From the FDA Drug Label

Temporarily discontinue simvastatin in patients experiencing an acute or serious condition at high risk of developing renal failure secondary to rhabdomyolysis, e.g., sepsis; shock; severe hypovolemia; major surgery; trauma; severe metabolic, endocrine, or electrolyte disorders; or uncontrolled epilepsy.

Hold statins inpatient in the following situations:

  • Acute or serious condition at high risk of developing renal failure secondary to rhabdomyolysis, such as:
    • Sepsis
    • Shock
    • Severe hypovolemia
    • Major surgery
    • Trauma
    • Severe metabolic, endocrine, or electrolyte disorders
    • Uncontrolled epilepsy 2

From the Research

Holding Statins in Inpatient Settings

When considering holding statins in inpatient settings, several factors come into play, including the patient's current health status, potential side effects of statins, and the risk of cardiovascular events.

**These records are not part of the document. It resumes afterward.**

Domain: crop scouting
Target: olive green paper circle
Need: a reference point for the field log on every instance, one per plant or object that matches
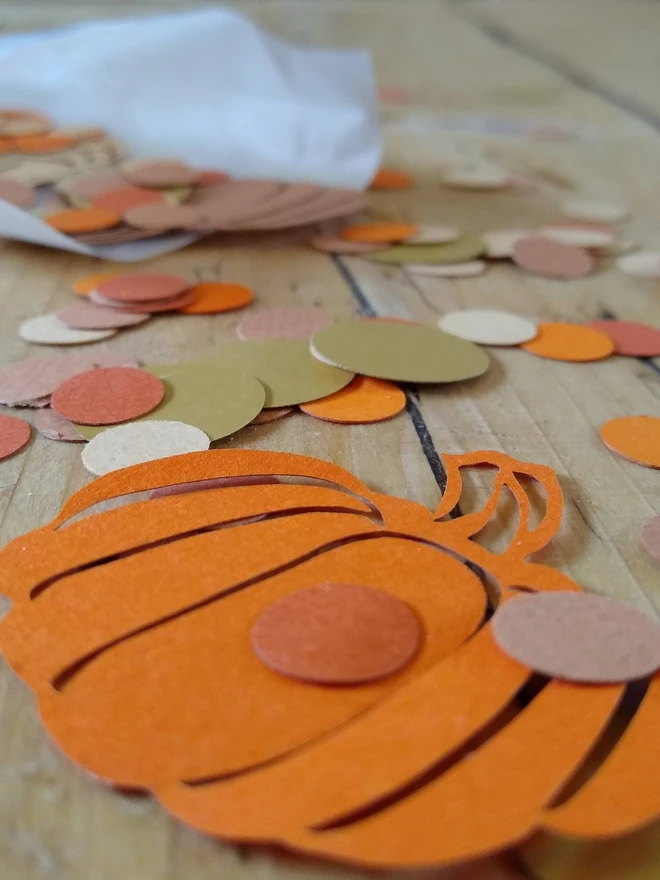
(399, 352)
(217, 400)
(461, 251)
(285, 367)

  • Liver Injury: Statins have been associated with liver injury, although this is relatively rare 3, 4. The risk of liver injury may be higher with certain statins, such as atorvastatin, and in patients with pre-existing liver disease.
  • Elevated Liver Enzymes: Patients with mildly to moderately elevated baseline liver enzyme levels may still benefit from statin therapy, and the cardiovascular benefits may outweigh the risks 5.
  • Side Effects: Statins can cause a range of side effects, including myopathy, transaminase elevations, and an increased risk of incident diabetes mellitus 6.
  • Management Strategies: Strategies to minimize statin-related adverse effects include switching to another statin, giving intermittent doses, and adding non-statin agents 6.

Clinical Considerations

In inpatient settings, the decision to hold statins should be made on a case-by-case basis, taking into account the individual patient's risk factors and clinical situation.

  • High-Risk Patients: For high-risk patients, the benefits of statin therapy may outweigh the risks, even in the presence of mildly elevated liver enzymes 5.
  • Monitoring: Close monitoring of liver enzymes and other potential side effects is essential when initiating or continuing statin therapy in inpatient settings 3, 4.
  • Alternative Therapies: In patients who experience severe side effects or liver injury, alternative lipid-lowering therapies may be considered 6.

References

Guideline

Guideline Directed Topic Overview

Dr.Oracle Medical Advisory Board & Editors, 2025

Research

Hepatotoxicity of statins and other lipid-lowering agents.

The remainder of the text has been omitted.